In the new order of globalism, the United States has seen its industrial sector become a hollowed-out shell, as domestic legislation penalizes industry and U.S. trade policies encourage other nations to distort the marketplace. The financial sector has morphed into an ever-more powerful and unstable casino; with the backing of government (including the present White House), banks have increasingly centralized and exposed the U.S. and global financial systems to new systemic risks. Our nation’s health-care system grows increasingly more expensive, unwieldy, and bureaucratic. A mortgage bubble fed by easy credit and corruption and made worse by stagnating incomes has left many households with a mountain of debt. Depressed incomes for the middle class both facilitated the era of excess credit — politicians in Washington were anxious to grant at least the illusion of progress to the average American — and exacerbated its fallout — even as Americans borrowed more, they became less able to pay back their debts. Years of stagnating median hourly pay-rates have come home to roost, depressing domestic demand and the capacity of the market to renew itself.

This broader economic faltering has also accelerated the rate of government spending. Part of the story of the past four or so years is the transfer of private indebtedness to the public; with the anemic growth of the past decade no longer able to be financed by private borrowing, the federal government has stepped in.

Some would like to make the next election a mere rehash of past ones, drawing the central line in the sand as one about tax cuts and, with the Ryan pick, Medicare reform. Yet we should acknowledge that the economic policies of Ronald Reagan, like his foreign policies, were targeted to a specific set of problems at a specific time. Since the Bush tax cuts went into effect, the average effective capital gains tax rate has been lower than it was for nearly every year of Reagan’s presidency (with the brief exception of 1982). The maximum capital gains tax rate has certainly been lower over the last near-decade than in the past. Taxes as a percentage of GDP have not been lower in decades. Yet still our economy stumbles along. If tax cuts were the silver bullet for renewal, our nights would still not be scarred with the howling of disappointment. Meanwhile, the Medicare reform advanced by Congressman Ryan would not take effect for over a decade; if such a reform were to bear any economic benefits, we would not feel their full force for many years. Assumptions that government spending cuts will also provide a magic panacea are also possibly mistaken. During George W. Bush’s administration, government spending as a percentage of the whole economy was lower every year than it ever was under Reagan, yet economic growth under Reagan far outpaced that of the 2001-2009 period. (Of course, the Obama administration’s record also shows that spending hikes alone will not guarantee economic prosperity.)

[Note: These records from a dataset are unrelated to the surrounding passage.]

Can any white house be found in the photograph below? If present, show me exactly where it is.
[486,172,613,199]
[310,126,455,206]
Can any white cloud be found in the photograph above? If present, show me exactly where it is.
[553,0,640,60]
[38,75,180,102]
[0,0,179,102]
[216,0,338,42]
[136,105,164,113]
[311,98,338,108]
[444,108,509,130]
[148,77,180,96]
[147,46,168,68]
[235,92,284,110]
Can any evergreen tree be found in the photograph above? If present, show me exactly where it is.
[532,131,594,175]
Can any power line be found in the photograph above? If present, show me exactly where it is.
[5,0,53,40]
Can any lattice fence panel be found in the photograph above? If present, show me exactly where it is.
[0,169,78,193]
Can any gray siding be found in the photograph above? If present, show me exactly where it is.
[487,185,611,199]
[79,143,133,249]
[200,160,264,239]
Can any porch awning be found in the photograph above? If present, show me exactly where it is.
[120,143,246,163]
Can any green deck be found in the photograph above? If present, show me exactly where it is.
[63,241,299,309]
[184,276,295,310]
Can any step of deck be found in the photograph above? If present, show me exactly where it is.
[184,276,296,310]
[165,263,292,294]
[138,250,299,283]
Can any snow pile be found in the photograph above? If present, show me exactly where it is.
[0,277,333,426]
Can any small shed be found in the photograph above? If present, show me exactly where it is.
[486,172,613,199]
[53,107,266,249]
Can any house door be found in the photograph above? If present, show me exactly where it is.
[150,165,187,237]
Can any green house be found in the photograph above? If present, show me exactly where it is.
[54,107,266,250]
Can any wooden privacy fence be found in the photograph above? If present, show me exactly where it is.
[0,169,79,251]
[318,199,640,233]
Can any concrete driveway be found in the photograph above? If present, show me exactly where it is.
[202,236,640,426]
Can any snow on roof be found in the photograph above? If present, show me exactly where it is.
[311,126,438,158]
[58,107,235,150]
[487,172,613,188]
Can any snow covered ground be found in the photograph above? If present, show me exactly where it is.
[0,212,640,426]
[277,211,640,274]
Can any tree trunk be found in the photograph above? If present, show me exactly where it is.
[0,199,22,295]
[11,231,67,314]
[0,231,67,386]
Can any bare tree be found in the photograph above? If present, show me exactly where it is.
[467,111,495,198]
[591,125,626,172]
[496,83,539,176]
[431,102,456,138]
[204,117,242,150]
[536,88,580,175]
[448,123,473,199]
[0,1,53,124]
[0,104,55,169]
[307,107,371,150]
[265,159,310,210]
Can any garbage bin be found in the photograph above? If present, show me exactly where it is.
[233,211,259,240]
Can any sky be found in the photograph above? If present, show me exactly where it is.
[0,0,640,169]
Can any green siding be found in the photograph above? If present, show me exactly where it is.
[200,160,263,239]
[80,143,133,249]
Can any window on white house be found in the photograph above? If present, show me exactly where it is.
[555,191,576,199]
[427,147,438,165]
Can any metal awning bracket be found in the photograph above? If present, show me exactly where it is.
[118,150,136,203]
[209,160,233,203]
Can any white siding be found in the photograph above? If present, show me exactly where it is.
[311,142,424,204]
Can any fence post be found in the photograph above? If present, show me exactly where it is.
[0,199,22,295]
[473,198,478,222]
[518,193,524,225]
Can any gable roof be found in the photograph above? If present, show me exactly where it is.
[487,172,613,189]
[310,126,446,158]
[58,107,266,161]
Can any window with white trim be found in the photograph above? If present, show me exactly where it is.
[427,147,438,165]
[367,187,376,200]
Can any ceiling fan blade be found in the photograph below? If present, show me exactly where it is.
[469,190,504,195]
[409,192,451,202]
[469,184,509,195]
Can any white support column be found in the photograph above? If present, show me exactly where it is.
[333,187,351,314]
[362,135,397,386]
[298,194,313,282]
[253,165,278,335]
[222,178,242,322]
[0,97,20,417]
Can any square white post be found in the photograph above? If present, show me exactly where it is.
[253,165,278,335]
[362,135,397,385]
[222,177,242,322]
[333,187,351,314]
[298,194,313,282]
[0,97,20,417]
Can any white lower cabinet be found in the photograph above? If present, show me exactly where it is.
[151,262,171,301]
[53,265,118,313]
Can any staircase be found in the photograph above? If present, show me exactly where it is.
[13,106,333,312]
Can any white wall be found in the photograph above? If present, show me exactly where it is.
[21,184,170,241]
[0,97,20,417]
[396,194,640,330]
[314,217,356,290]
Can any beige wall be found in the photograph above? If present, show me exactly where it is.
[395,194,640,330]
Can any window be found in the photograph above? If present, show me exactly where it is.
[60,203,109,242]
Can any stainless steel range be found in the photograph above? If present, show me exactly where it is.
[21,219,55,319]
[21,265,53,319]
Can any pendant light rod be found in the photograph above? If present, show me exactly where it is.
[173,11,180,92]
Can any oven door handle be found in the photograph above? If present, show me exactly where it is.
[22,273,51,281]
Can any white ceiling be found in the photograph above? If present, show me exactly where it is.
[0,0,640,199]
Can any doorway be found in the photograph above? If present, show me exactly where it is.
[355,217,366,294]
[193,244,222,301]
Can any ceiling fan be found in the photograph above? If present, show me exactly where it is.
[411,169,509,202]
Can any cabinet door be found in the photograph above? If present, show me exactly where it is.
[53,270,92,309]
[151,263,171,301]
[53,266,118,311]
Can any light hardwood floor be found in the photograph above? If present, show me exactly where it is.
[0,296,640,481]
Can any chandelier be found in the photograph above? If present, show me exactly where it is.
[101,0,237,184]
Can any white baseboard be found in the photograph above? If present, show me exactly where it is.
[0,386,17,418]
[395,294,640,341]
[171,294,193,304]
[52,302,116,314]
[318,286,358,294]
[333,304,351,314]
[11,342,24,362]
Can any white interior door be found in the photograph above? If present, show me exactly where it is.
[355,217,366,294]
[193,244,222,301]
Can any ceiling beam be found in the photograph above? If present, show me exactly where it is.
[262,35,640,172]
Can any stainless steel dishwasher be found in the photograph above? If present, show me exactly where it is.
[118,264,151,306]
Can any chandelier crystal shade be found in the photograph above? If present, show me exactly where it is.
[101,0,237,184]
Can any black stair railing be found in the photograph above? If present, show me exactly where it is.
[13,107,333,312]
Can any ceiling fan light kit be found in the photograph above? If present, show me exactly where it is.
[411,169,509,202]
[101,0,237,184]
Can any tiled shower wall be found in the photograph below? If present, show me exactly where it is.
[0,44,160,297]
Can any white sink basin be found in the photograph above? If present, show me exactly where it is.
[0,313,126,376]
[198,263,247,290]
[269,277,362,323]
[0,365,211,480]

In the face of the seeming stagnation of the late 1970s, Ronald Reagan and other Republicans led with new solutions, restoring the pace of economic growth for the next two decades. It might be time for conservatives to engage in a new thoroughgoing search for solutions, one that goes beyond the policies of tax cuts and the rhetoric of spending cuts. America’s industrial prowess must be restored, its health-care system revised, its financial sector reformed, its middle class renewed. In a graveyard of failed policies, conservatives must be willing to explore the broader palette of policy responses.